Wira juga menjelaskan kemampuan Pelindung Agung Jyoti Ambaka, Pendekar Dewa Bumi tingkat 3 puncak yang mungkin sudah tingkat 4 sekarang, Raja Wreksasena, Pendekar Dewa Bumi tingkat 2, Panglima Ringkin, Pendekar Dewa Bumi tingkat 1, Shesa pengawal Mahawira, Pendekar Dewa Bumi tingkat 5 dan Wira sendiri Pendekar Dewa Bumi tingkat 3, Wira menjelaskan ini semua untuk menambah keyakinan bahwa peluang menang sangat besar ditangan mereka, dan berharap mereka bertempur dengan ikhlas tanpa berharap imbalan, karna kebebasan dan kedamaian yang akan didapat adalah imbalan yang setimpal dengan perjuangan mereka.


Setelah selesai diskusi mengenai rencana dan strategi perang Wira menutup pertemuan untuk hari itu dan meminta semua berlatih lebih giat untuk meningkatkan kemampuan tempur.


Wira kembali ke kediamannya sambil menunggu laporan dari Tikus Hitam dan Bunglon Pelangi.


Saat ini ada beberapa rencana mendesak yang ingin Wira lakukan, mengunjungi Kerajaan Ampel Wangi untuk membangun kerjasama dengan Raja dan para pembesar disana, kemudian mengunjungi sekte Melati Hitam yang banyak memberikan gangguan terhadap rakyat, dan mengunjungi Dunia Kecil untuk membawa Raja Wreksasena dan Pelindung Agung serta para pembesar lainnya ke Kota Awan dengan selamat.


Tapi itu semua menunggu informasi dari Tikus Hitam dan Bunglon Pelangi supaya bisa bergerak efektif tanpa kesalahan yang berarti.

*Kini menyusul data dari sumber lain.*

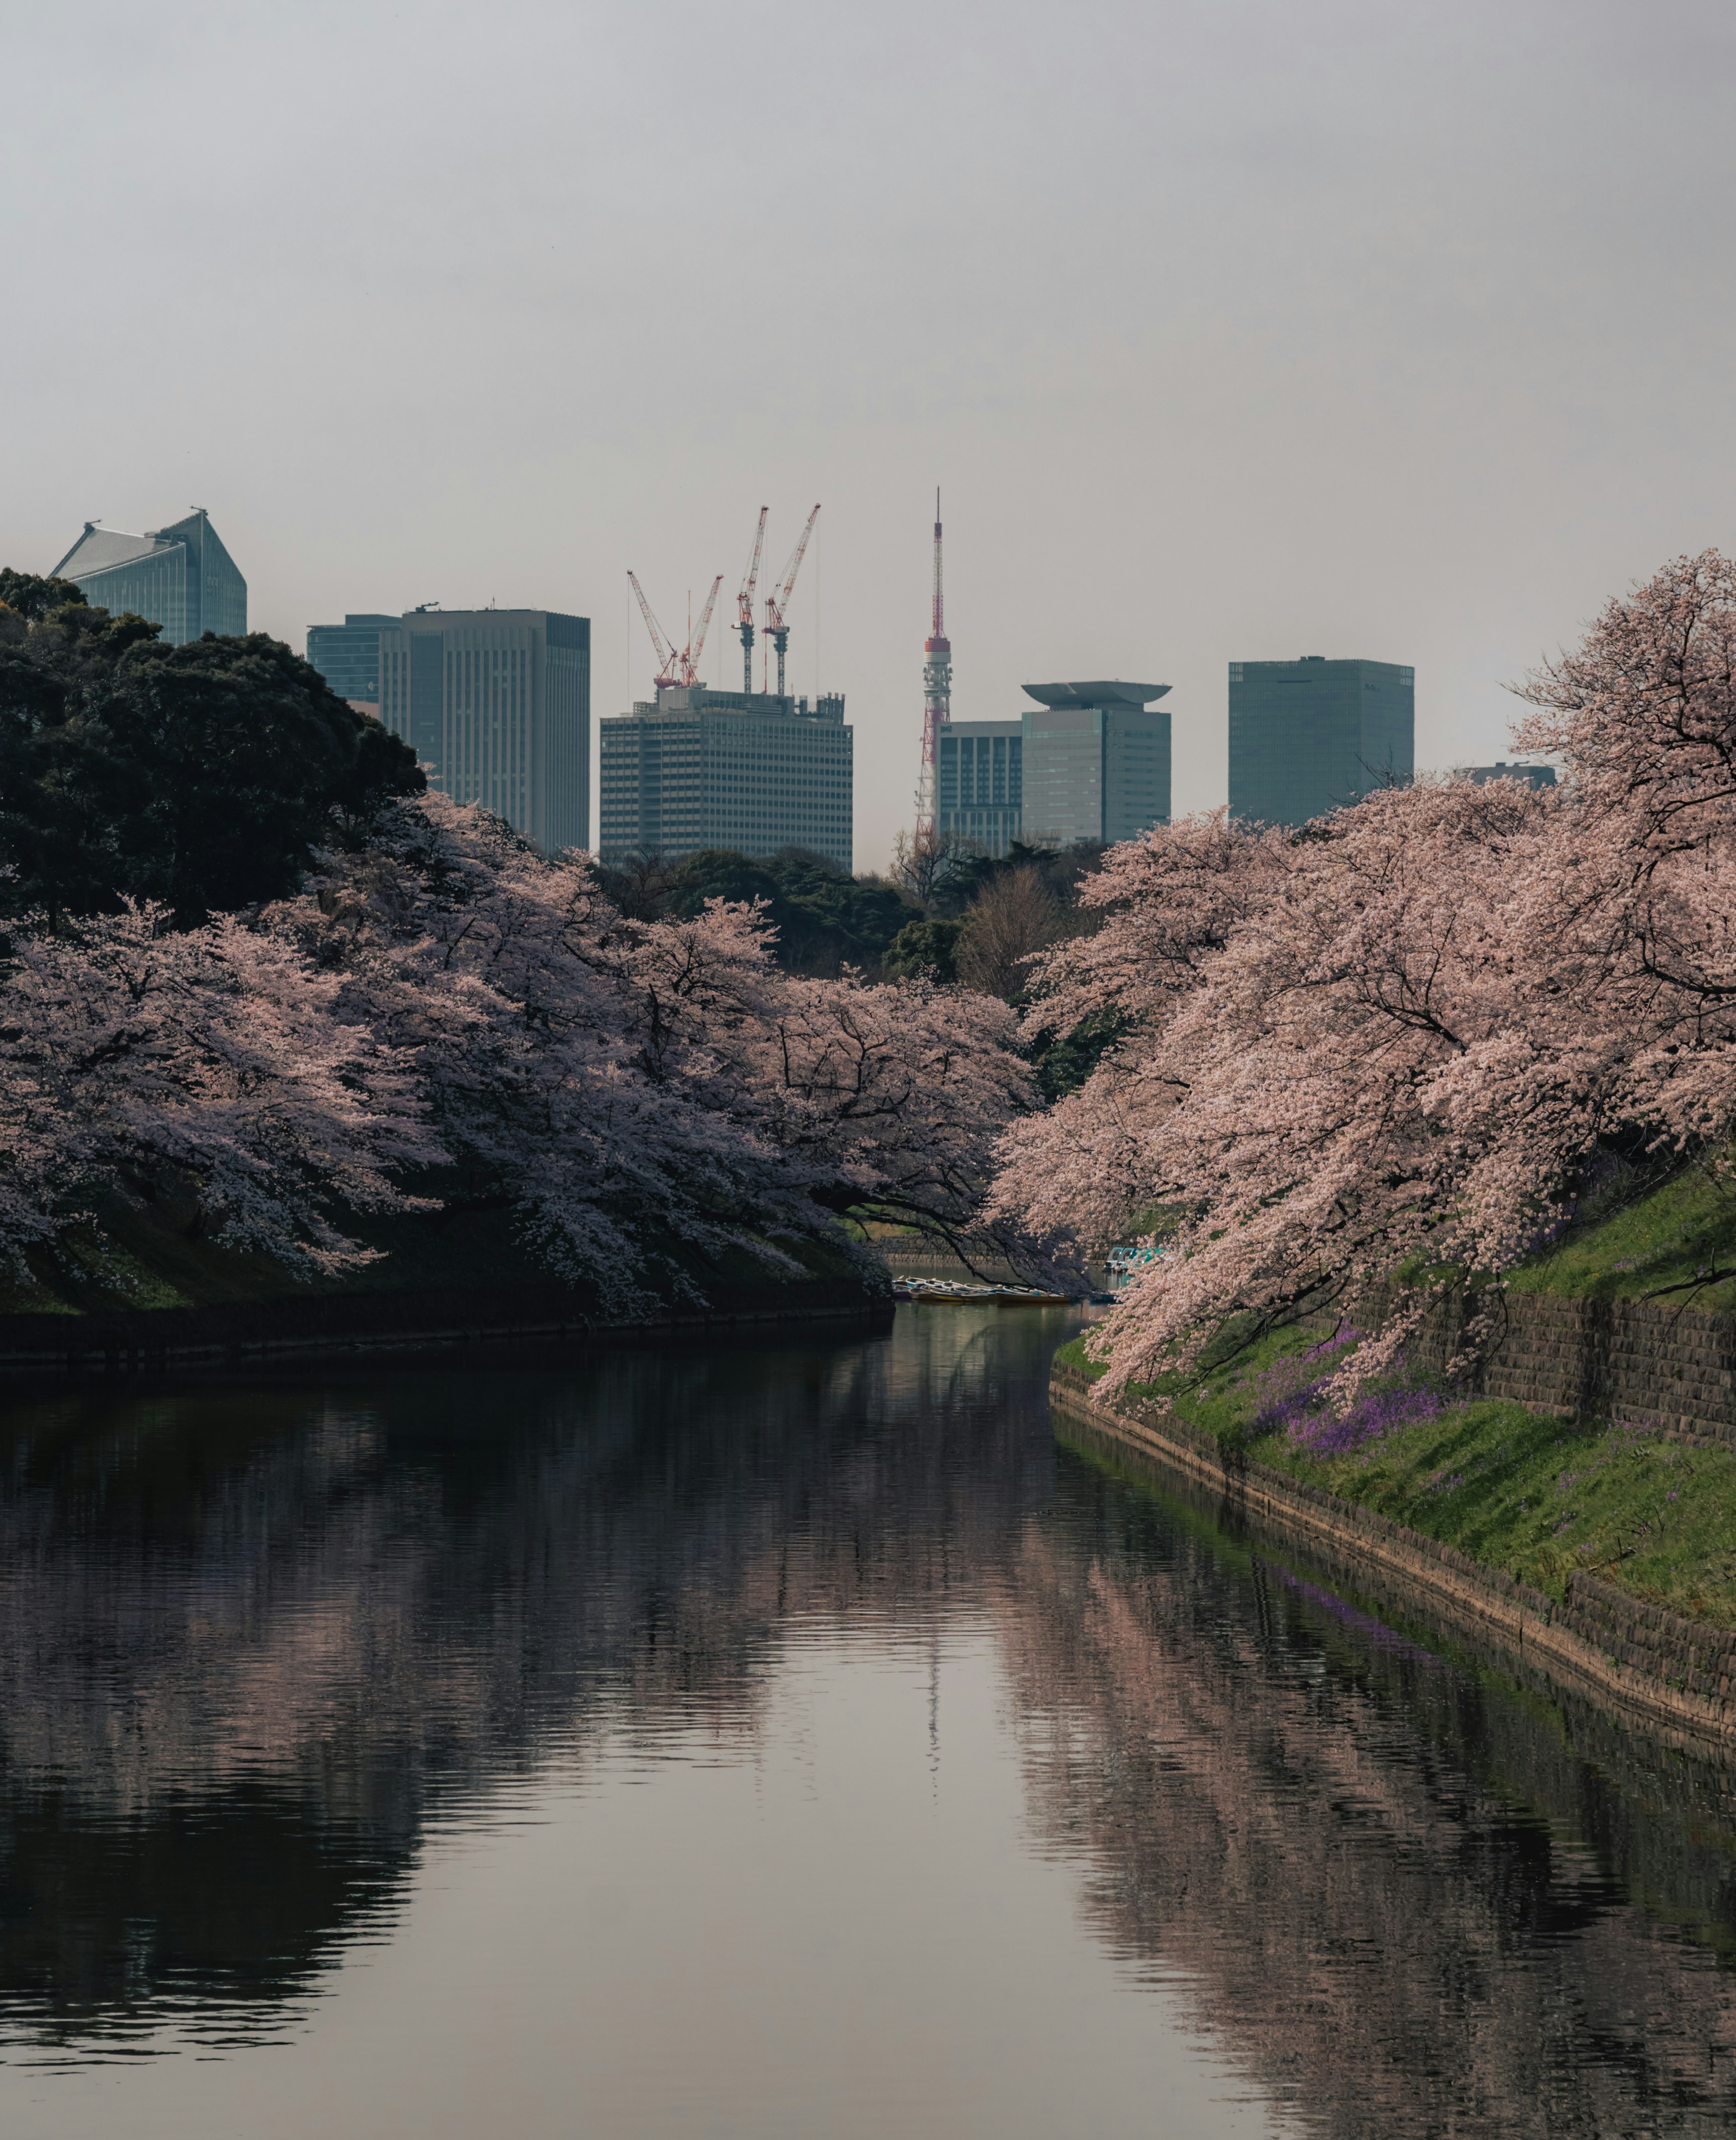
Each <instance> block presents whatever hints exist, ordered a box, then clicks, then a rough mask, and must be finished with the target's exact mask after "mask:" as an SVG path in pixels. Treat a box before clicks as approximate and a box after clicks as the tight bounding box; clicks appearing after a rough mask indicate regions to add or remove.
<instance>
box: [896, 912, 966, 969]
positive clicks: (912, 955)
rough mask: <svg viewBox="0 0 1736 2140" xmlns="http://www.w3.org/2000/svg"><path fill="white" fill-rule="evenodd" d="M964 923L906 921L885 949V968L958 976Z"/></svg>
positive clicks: (920, 921)
mask: <svg viewBox="0 0 1736 2140" xmlns="http://www.w3.org/2000/svg"><path fill="white" fill-rule="evenodd" d="M963 927H965V924H963V922H925V920H914V922H905V924H903V929H899V933H897V935H895V937H893V942H890V946H888V950H886V972H888V974H933V978H935V980H942V982H953V980H957V978H959V937H961V935H963Z"/></svg>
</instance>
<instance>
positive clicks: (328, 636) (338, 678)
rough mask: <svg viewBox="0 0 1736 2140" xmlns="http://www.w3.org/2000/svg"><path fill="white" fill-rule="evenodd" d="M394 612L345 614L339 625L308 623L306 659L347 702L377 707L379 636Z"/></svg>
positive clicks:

Sambil menunggu laporan dari Tikus Hitam Wira masuk ke dalam Dunia Dimensi Jiwa.


Wuuuusss...


Wira menuju Istana Giok untuk mencari kedua istrinya, Wira menemukan Putri dan Nilotama sedang menenangkan Mutiara Jelita yang sedih karena belum mengetahui nasib yang menimpa ayahnya.

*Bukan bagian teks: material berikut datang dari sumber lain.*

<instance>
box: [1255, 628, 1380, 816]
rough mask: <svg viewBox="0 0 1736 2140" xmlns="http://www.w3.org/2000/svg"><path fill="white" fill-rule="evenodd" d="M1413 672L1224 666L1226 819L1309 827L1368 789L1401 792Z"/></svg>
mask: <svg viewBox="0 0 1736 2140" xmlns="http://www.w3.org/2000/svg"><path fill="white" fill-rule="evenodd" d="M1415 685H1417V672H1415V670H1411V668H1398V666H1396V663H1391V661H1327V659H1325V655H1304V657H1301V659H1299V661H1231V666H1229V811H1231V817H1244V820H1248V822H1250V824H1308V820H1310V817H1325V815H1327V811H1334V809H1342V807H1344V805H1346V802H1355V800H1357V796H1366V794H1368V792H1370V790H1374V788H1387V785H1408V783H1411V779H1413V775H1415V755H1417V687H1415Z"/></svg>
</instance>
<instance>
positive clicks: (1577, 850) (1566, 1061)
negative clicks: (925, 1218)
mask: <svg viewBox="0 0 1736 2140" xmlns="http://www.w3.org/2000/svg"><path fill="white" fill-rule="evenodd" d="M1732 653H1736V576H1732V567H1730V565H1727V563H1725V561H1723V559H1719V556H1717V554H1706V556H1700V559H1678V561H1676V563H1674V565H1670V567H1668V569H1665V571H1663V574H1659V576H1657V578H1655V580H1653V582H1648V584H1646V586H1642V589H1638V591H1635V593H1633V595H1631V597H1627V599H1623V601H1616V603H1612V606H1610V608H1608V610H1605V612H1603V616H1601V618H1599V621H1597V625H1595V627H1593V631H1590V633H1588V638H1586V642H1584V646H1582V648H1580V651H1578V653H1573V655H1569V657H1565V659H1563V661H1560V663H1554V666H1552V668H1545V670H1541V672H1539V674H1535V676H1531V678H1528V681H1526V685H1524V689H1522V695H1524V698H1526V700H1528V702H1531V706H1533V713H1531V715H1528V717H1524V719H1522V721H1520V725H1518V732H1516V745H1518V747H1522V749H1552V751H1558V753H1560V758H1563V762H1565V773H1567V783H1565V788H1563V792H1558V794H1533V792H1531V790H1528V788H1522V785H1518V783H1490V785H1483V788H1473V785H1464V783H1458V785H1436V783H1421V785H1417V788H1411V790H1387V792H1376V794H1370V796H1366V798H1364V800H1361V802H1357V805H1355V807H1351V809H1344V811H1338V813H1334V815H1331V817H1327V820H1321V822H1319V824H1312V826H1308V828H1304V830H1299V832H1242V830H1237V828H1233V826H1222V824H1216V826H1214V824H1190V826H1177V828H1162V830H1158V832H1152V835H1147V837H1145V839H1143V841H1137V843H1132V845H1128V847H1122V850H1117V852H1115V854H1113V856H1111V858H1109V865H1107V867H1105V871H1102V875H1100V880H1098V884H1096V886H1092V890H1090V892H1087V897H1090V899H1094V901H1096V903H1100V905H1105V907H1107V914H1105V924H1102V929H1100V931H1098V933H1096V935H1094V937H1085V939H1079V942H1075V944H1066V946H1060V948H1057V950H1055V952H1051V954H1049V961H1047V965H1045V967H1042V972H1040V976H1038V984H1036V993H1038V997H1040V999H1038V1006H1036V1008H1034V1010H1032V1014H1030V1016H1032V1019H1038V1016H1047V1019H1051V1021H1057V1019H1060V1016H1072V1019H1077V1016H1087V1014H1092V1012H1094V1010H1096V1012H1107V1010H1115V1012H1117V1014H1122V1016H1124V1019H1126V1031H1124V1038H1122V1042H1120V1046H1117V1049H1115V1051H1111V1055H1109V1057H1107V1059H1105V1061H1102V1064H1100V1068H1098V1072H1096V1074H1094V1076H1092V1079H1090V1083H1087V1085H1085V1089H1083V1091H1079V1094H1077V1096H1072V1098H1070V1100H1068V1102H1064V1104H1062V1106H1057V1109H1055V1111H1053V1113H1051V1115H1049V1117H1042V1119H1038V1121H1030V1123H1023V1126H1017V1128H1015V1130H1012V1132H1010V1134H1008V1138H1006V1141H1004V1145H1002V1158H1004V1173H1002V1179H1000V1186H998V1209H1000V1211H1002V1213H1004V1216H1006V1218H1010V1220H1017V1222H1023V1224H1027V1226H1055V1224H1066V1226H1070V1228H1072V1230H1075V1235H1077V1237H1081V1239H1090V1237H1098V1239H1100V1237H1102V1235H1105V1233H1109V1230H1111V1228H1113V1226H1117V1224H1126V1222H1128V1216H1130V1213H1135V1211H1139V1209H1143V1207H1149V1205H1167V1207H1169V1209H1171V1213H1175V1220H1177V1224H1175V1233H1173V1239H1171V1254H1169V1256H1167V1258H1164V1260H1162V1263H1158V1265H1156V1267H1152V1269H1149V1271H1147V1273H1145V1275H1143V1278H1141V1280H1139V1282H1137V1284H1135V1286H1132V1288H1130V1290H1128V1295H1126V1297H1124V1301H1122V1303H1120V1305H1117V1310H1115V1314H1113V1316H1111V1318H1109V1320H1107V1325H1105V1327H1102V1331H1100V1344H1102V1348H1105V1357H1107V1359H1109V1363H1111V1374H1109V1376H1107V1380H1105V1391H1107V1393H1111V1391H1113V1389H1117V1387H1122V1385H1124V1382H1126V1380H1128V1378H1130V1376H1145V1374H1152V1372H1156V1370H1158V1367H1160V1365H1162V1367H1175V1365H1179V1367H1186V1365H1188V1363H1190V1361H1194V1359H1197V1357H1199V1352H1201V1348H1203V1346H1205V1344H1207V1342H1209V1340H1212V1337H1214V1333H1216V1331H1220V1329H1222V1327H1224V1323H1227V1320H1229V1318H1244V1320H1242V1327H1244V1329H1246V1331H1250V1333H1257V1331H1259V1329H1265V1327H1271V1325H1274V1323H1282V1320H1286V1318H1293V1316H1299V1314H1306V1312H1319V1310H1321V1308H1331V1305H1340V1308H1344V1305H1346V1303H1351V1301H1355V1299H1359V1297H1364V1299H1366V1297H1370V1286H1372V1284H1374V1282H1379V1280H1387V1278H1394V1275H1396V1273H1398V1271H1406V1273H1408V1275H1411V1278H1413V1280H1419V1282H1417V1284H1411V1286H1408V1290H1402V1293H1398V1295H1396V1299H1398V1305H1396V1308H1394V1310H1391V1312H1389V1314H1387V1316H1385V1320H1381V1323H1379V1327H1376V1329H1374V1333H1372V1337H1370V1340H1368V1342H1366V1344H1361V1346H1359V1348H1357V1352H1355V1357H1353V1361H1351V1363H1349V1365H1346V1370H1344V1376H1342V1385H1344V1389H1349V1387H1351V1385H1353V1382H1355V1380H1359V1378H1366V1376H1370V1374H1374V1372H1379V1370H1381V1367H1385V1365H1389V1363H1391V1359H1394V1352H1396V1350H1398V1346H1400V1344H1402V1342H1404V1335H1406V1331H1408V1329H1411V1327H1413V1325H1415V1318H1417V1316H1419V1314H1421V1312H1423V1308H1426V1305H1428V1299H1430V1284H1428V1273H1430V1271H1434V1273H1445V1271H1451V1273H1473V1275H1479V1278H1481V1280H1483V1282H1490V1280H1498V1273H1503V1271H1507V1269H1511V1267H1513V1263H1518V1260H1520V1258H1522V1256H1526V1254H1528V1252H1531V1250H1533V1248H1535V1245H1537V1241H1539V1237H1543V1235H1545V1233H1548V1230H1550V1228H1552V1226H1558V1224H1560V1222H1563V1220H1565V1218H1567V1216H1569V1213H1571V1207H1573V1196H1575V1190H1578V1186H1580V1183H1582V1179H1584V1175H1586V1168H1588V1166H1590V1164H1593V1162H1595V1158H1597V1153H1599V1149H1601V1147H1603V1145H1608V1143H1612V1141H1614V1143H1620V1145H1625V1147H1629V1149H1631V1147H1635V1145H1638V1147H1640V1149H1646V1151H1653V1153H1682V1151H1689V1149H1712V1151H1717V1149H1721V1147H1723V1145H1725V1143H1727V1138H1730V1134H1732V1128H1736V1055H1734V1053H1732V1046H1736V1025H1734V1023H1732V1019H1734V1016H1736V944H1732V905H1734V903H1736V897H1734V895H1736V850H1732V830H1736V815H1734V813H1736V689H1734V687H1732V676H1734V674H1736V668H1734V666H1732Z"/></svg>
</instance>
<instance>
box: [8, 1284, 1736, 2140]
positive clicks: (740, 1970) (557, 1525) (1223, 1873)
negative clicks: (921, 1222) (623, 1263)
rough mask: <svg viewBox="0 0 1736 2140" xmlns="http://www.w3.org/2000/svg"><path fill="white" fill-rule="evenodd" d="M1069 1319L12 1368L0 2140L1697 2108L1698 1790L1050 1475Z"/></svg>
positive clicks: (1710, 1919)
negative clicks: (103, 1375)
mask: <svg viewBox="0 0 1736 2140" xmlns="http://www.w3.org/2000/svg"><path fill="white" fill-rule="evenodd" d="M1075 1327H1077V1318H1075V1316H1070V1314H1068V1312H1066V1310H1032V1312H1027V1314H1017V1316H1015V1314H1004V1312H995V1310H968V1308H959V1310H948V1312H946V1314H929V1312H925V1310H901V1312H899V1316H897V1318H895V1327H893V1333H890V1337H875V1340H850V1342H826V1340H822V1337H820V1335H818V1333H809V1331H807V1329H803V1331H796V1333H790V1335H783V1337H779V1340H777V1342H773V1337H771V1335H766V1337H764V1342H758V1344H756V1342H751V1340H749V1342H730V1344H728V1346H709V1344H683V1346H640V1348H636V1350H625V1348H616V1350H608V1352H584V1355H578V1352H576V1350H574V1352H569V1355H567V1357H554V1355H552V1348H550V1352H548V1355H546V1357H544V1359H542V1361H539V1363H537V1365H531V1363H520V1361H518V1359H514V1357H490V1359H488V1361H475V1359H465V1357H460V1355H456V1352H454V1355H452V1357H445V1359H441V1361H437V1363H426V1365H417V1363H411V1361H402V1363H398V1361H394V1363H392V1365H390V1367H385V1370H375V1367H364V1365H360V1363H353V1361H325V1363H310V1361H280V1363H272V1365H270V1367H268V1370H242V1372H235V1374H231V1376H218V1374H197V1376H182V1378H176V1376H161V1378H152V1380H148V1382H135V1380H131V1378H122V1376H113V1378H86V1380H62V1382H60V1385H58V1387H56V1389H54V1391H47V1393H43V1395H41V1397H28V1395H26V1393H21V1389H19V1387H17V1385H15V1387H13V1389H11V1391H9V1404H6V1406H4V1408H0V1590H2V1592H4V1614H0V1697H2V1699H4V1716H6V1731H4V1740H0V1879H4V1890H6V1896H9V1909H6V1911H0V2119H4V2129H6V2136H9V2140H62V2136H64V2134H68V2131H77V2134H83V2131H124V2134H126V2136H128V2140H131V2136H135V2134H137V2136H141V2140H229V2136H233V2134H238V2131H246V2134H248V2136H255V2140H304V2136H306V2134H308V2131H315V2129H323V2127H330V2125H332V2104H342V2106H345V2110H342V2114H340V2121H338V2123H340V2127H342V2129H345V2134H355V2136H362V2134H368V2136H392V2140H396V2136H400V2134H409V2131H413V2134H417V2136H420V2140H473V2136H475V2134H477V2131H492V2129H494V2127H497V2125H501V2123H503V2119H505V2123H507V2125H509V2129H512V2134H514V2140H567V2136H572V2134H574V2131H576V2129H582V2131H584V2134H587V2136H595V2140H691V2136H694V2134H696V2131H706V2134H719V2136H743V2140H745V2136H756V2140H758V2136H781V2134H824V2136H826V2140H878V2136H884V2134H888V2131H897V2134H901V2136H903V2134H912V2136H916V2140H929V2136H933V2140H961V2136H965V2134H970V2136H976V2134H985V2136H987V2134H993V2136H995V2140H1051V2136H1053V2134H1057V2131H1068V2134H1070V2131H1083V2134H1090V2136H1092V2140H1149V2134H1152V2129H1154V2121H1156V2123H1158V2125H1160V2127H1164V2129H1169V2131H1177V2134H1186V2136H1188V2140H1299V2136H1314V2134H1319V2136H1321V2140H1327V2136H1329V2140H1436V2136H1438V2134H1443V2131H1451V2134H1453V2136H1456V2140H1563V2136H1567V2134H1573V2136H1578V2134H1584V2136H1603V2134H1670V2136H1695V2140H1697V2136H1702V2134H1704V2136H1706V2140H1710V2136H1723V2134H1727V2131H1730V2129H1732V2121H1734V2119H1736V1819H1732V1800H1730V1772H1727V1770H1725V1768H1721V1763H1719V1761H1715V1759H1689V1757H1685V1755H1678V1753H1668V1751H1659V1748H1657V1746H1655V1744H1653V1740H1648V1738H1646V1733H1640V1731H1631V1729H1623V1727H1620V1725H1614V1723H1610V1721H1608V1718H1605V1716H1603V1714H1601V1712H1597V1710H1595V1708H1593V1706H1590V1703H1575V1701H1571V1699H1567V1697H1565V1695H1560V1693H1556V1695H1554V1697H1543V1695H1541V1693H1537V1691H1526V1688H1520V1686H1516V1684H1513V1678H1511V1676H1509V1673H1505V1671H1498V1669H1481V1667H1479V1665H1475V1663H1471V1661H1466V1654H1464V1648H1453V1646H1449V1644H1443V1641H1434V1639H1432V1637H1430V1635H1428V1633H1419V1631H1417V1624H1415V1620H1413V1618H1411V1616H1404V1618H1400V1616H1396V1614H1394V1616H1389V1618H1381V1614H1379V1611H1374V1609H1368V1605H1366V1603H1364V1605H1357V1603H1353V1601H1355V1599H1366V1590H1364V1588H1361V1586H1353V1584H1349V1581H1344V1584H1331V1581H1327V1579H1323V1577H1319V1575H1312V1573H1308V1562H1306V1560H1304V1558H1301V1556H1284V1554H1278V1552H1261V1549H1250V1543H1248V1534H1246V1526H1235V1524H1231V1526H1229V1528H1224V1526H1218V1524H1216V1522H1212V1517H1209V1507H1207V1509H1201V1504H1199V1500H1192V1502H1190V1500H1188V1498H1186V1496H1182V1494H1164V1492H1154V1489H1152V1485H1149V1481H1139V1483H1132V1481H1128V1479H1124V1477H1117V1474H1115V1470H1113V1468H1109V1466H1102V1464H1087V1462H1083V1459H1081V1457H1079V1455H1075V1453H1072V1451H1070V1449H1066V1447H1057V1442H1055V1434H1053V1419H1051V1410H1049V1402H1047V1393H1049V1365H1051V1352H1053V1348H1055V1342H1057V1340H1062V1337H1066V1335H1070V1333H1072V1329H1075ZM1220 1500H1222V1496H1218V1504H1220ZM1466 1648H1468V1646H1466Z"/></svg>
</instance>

"Itu Kakak Wira datang," ujar Nilotama yang mengetahui lebih dulu kedatangan Wira.


"Kakak mohon ampuni ayahnya Mutiara Jelita, kasihan Mutiara Jelita bersedih," ujar Nilotama,


"Iya Kanda, mungkin ayahnya Mutiara Jelita melakukan perbuatan tidak baik karna diancam dengan menyekap anaknya," Putri menambahkan.

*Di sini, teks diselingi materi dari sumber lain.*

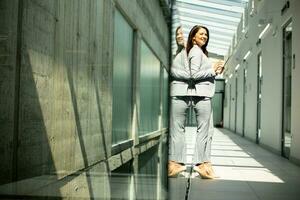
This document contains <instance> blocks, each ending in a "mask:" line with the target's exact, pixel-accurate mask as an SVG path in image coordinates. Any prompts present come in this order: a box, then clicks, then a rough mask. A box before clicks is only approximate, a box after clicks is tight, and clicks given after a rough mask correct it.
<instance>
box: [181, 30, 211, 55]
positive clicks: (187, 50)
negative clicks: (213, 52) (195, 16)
mask: <svg viewBox="0 0 300 200" xmlns="http://www.w3.org/2000/svg"><path fill="white" fill-rule="evenodd" d="M200 28H203V29H205V30H206V32H207V41H206V43H205V44H204V45H203V46H202V47H201V49H202V51H203V53H204V54H205V55H206V56H208V51H207V49H206V47H207V44H208V41H209V31H208V28H206V27H205V26H200V25H196V26H194V27H193V28H192V29H191V31H190V33H189V38H188V41H187V45H186V52H187V53H189V52H190V50H191V48H192V47H193V45H194V44H193V38H194V37H195V35H196V33H197V32H198V31H199V29H200Z"/></svg>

"Ayahmu aku hukum tidak boleh menemui kamu selama 5 tahun, itupun karna kamu harus berlatih keras disini agar menjadi Pendekar yang kuat kedepannya, selebihnya dia kembali pada tugas yang biasa dia lakukan," ujar Wira menjelaskan.


"Terimakasih Pangeran," ucap Mutiara Jelita sambil bersujud di kaki Wira,


"Bangunlah tidak perlu seperti itu, tanpa diminta olehmu aku pasti mengampuni ayahmu, karna aku tahu ayahmu orang baik yang kebetulan tertimpa nasib sial." kata Wira menjelaskan.